Natural regeneration of the hard southern yellow pines requires three criteria. In addition to the availability of seeds carried with the wind by hymenous-like wings, mineral seedbeds are necessary. Where mineral soil is exposed, seeds promptly germinate and seedlings become established; where covered with grass, pine needles (called straw when accumulated on the ground) or dead leaves, germination and seedling establishment often fails. Too little starch, protein, and nutrients are stored in the tiny seeds to provide sustenance while the root grows through the dry litter toward the soil. Some seeds germinate where the ground is covered with grass or debris or the "rough" of a longleaf pine stand, those seeds falling in crevices that provide contact with mineral soil. Finally, adequate sunlight is necessary. While some seeds germinate under canopies of brush and large trees, these seedlings succumb within several years if the overtopping foliage or water-competing stems are not removed.

Hence, under normal undisturbed and natural conditions, stands of the southern pines sometimes do not naturally regenerate to the same species. Rather, under large old pines, one finds oaks and hickories or other broadleaf trees. These hardwoods compose the climax forest, that assortment of species that continues to be found on the land ad infinitum if nature is left alone and neither wildfire nor hurricane-strength storms occur. These broadleaf plants, in contrast to the southern pines, are shade tolerant. They endure and fare well in undisturbed forests. Eventually, as the shade-intolerant conifers die, broadleaf hardwoods capture the site.

While yellow pines in the South are unable to compete successfully for light with the oaks and hickories, they grow aggressively in other situations. Adaptability as an initial plant in ecological succession on abandoned lands relates to abundance and frequency of seed production, seed mobility, and tolerance to droughty conditions. Loblolly pine has replaced longleaf pine over much of the lower Coastal Plain because of the latter's sensitivity to the timing of fire and to its uniquely sporadic seed production as well as the shorter rotation required by loblolly pine to reach pulpwood-size boles. Fires control a seedling needle blight attacking longleaf pine while a large number of seeds of the species fall only at 10-year average intervals. Ten-year averages may tally abundant seedfall two years in a row and then a 20-year lapse occur until the next crop of seeds matures.

Natural occurrences damage many seedlings. Evidence of injury to young seedlings by cottontail rabbits shortly after seed germination are the mammals' droppings and the trees' nipped stems.

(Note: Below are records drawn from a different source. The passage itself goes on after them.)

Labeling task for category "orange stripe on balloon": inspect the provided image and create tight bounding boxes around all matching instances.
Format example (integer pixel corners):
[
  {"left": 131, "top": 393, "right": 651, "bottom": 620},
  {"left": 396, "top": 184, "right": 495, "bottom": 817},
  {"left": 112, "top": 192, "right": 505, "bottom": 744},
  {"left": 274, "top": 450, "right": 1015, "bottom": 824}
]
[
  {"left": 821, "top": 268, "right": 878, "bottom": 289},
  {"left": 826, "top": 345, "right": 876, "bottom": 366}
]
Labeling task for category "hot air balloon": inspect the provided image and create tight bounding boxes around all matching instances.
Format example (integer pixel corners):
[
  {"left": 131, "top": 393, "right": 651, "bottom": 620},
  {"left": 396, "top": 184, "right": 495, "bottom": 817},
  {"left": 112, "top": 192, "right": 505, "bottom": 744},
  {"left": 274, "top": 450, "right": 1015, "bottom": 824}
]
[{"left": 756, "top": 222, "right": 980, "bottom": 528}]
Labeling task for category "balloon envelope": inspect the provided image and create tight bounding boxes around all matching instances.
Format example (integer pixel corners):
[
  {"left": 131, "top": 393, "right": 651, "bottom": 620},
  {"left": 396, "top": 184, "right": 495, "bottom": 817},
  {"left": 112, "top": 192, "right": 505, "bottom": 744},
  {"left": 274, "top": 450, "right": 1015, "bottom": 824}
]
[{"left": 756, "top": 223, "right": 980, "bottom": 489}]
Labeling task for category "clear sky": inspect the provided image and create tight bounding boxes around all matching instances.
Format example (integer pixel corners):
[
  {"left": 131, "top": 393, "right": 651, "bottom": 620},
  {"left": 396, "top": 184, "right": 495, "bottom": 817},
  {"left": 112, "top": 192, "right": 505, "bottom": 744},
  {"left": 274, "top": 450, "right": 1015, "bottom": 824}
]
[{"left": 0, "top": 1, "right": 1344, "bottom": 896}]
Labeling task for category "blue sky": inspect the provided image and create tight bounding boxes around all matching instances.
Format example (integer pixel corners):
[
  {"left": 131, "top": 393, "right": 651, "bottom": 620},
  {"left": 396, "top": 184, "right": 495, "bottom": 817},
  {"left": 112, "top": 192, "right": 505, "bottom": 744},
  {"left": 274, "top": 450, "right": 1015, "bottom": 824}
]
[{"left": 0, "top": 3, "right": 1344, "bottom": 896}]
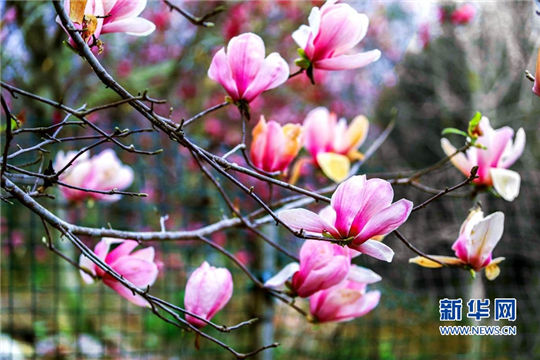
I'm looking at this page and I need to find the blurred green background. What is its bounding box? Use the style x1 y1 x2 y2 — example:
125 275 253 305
0 1 540 360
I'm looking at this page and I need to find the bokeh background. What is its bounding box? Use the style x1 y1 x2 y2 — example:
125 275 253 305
0 0 540 360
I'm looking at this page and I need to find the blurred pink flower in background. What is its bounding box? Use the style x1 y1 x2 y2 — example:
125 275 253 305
441 116 525 201
208 33 289 103
184 261 233 328
304 107 369 182
265 240 351 297
292 0 381 70
79 238 158 306
250 115 302 172
53 149 133 202
450 4 476 25
309 267 381 322
278 175 413 262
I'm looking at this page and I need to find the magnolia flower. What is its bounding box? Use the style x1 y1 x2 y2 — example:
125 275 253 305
533 48 540 96
250 116 302 172
309 267 381 322
56 0 156 45
409 209 504 280
441 116 525 201
265 240 351 297
278 175 413 262
184 261 233 328
53 149 133 202
304 107 369 182
79 238 158 306
292 0 381 70
450 4 476 25
208 33 289 103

The harvest mouse cuts off the small tops of seedlings. Cotton rats remove the edges of seed coats before germination, and fox squirrels chew open the seed coats. Shrews and white-footed mice cut seed hulls. The short-tailed cricket joins in the raid, clipping cotyledon-stage seedlings 1/8-inch from the ground and depositing small fragments of seed leaves in their galleries in mounds nearby. Feral hogs, raccoons, opossums, skunks, pocket gophers, and town ants also hustle their share of southern pine seeds and seedlings.

Figure 2.6 Often it appears that natural regeneration of loblolly and shortleaf pines is readily obtained in dense stands or following partial harvests, like the selection and shelterwood systems. However, these 3-year old seedlings will be dead in another 2 or 3 years, their photosynthetic ability diminishing with age in the early years where a canopy provides shade.

Figure 2.6 Often it appears that natural regeneration of loblolly and shortleaf pines is readily obtained in dense stands or following partial harvests, like the selection and shelterwood systems. However, these 3-year old seedlings will be dead in another 2 or 3 years, their photosynthetic ability diminishing with age in the early years where a canopy provides shade.